Ein zweiter Punkt ist das 150-Milliarden-Kreditpaket, das die Kommission für mehr gemeinsame europäische Rüstung auf den Weg gebracht hat. Die Antragsteller werfen von der Leyen eine Umgehung des Parlaments vor. Es gehe um Verantwortung, sagt Piperea, "darum, klar zu sagen, dass kein Politiker, nicht einmal der Präsident der Europäischen Kommission, über dem Gesetz oder unseren gemeinsamen Werten steht".
Erfolgsaussichten gering
Die Unterzeichnerinnen und Unterzeichner des Antrags kommen aus mehreren Fraktionen, vor allem aus dem nationalkonservativen EKR, dem keine deutschen Abgeordneten angehören. Deutsche Parlamentarierinnen und Parlamentarier sind aber auch dabei, nämlich von der AfD und vom BSW sowie ein früherer BSW-Politiker, der inzwischen aus der Partei ausgetreten ist.
Chancen auf die erforderliche Zweidrittel-Mehrheit hat das Misstrauensvotum allerdings kaum, denn die meisten Fraktionen im Europaparlament wollen nicht zustimmen.
Manfred Weber, der Chef der Christdemokraten, wirft den Antragstellern politische Spielchen vor: "Der Misstrauensantrag der Putin-Freunde im Europäischen Parlament ist verantwortungslos, jetzt die Stabilität Europas in Frage zu stellen, wo wir so dringend Handlungsfähigkeit brauchen."
Wachsender Unmut auch im Mitte-links-Spektrum
Handlungsfähig geworden ist von der Leyen im vergangenen Jahr allerdings erst dadurch, dass sie gemeinsam von der christdemokratischen EVP mit den Sozialdemokraten, Liberalen und Grünen in eine zweite Amtszeit gewählt wurde. Seither hat die EVP jedoch mehrfach mit dem rechten Block im Parlament votiert, zum wachsenden Unmut auf der Mitte-links-Seite.
Terry Reintke, Co-Vorsitzende der Grünen im Europaparlament, nimmt den Vorgang zum Anlass, die Christdemokraten zur Rückbesinnung auf die demokratische Mitte im Parlament: "Die EVP um Manfred Weber muss sich jetzt entscheiden: Möchte sie mit der demokratischen Mitte ein Europa für die Bürgerinnen und Bürger aufbauen oder will sie ihre Zusammenarbeit mit den Rechtsextremen fortsetzen."

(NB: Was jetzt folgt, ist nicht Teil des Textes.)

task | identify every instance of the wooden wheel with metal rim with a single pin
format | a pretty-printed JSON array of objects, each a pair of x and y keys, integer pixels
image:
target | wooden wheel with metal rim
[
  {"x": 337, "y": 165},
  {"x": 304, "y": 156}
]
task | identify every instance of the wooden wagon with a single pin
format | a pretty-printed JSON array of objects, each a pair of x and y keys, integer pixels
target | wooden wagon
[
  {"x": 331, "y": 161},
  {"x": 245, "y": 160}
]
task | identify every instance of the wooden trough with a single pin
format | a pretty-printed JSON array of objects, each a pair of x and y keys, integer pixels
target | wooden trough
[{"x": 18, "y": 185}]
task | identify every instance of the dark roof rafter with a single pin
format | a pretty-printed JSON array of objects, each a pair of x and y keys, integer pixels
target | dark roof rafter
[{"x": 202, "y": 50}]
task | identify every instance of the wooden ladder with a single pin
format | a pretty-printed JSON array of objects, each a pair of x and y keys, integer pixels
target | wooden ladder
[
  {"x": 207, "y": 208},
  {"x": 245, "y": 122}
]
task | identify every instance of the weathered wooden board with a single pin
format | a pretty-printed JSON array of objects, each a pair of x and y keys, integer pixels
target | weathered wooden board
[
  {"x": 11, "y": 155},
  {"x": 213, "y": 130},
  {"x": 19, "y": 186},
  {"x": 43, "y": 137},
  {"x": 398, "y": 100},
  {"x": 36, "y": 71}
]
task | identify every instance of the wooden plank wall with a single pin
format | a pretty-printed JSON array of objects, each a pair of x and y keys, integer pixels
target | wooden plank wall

Die Parteifreunde sind zufrieden
Die Debatte heute und die Abstimmung am Donnerstag werden einen Hinweis darauf geben, wie es um die selbst ernannte demokratische Plattform in der Mitte des Europaparlaments bestellt ist. EVP-Chef Weber jedenfalls findet, das erste Jahr der neuen Amtszeit von der Leyens sei ein gutes Jahr gewesen: Die Flüchtlingszahlen gingen nach unten, der Bürokratieabbau werde angegangen, die europäische Sicherheit komme voran. "Ursula von der Leyen hat klar gezeigt, dass sie Europa in turbulenten Zeiten mit Stabilität durch diese Zeiten führt", lautet Webers Bilanz.
Drei Mal musste das Europaparlament in seiner Geschichte bislang über ein Misstrauensvotum entscheiden, alle drei Male kam keine Mehrheit dafür zustande. 1999 trat die damalige EU-Kommission von Jacques Santer im Zuge einer Korruptionsaffäre zurück, bevor es zu einer Abstimmung im Parlament kam.